Driving around the metro area and elsewhere, you have probably noticed huge installations of solar panels on open land and wondered who built and who benefits from them.
Bigger installations, such as in the Mojave Desert, are utility-scale installations owned by electric utilities to replace fossil-fueled facilities. Smaller installations, such as the one north of 64th Avenue on Highway 93, are owned by community solar companies or non-profits.
The concept of community solar is to rent or sell portions of such installations to individual utility customers. The kilowatt-hours generated by those solar panels are then credited to the usage on subscribers’ electric meters.
It’s a perfect solution for customers like Rita and me, who sold their home and are now living in an apartment or condo building where they can’t install their own solar panels. The really neat thing about community solar is that when you move, your solar generation is merely reassigned to your new electric meter — no need to buy new panels.
Small businesses can also take advantage of community solar. Golden Real Estate, for example, moved last November from its solar-powered office on South Golden Road into a storefront on Washington Avenue in downtown Golden.
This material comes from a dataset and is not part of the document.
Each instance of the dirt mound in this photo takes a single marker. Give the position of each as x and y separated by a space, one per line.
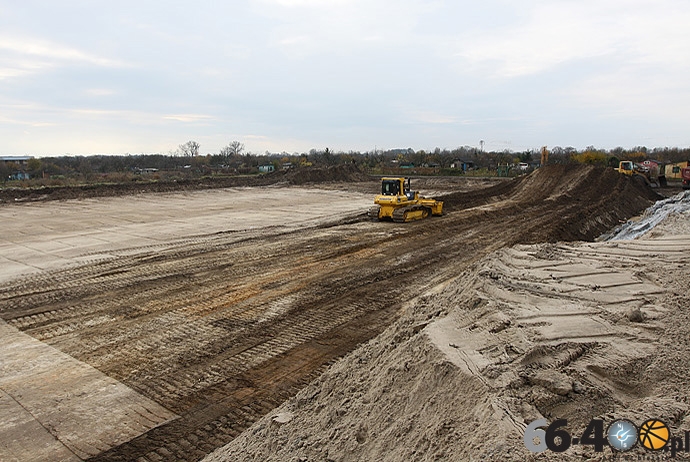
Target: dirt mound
339 173
592 200
520 336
Community solar is the only way that we can continue to be solar-powered since we can’t install solar panels.
Denver-based SunShare describes itself as the nation’s oldest community solar company with over 10 years’ experience building and maintaining “solar gardens” across the state. Their website says that they have built 116MW of solar panels and have 14,000 subscribers and three utility partners. Learn more at their website, www.MySunShare.com.
Community solar was legalized in Colorado in 2010 with the passage of the Community Solar Gardens Act (HB 1342). The following year, SunShare opened for business, and in 2015 the Colorado Energy Office partnered with GRID Alternatives to construct a community solar demonstration project to serve low-income Coloradans.
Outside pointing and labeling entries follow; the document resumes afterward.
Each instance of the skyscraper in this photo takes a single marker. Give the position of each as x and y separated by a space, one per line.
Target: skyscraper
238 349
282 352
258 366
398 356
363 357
Colorado Springs Utilities was the first utility to create its own solar garden for 278 subscribers in 2011. That 0.5-MW installation has since grown to a 2-MW installation serving 435 customers.
Community solar can be a good deal for rural landowners, providing a predictable revenue stream for otherwise non-producing acreage.
Renting or buying photovoltaic panels in a solar garden costs money, so you’re still paying for electricity, but the rule of thumb is that what you spend on community solar is about 10% cheaper than buying the same amount of electricity from the utility.
Some of us don’t worry about the size of the savings but simply “go solar” because it’s the right thing to do.
To learn more, in addition to visiting SunShare’s website, I suggest Googling “community solar Colorado.” You will find other companies offering community solar, learn the history of it in Colorado, and decide whether it is right for you.
You may find that existing solar gardens are sold out and you’ll be put on a waiting list for a future solar garden.
Whether you are putting solar panels on your own property or subscribing to a solar garden, consider upsizing your investment instead of basing it on your current usage, since the chances are that you’ll be buying an electric vehicle and you’ll want electricity from the sun to power it, too.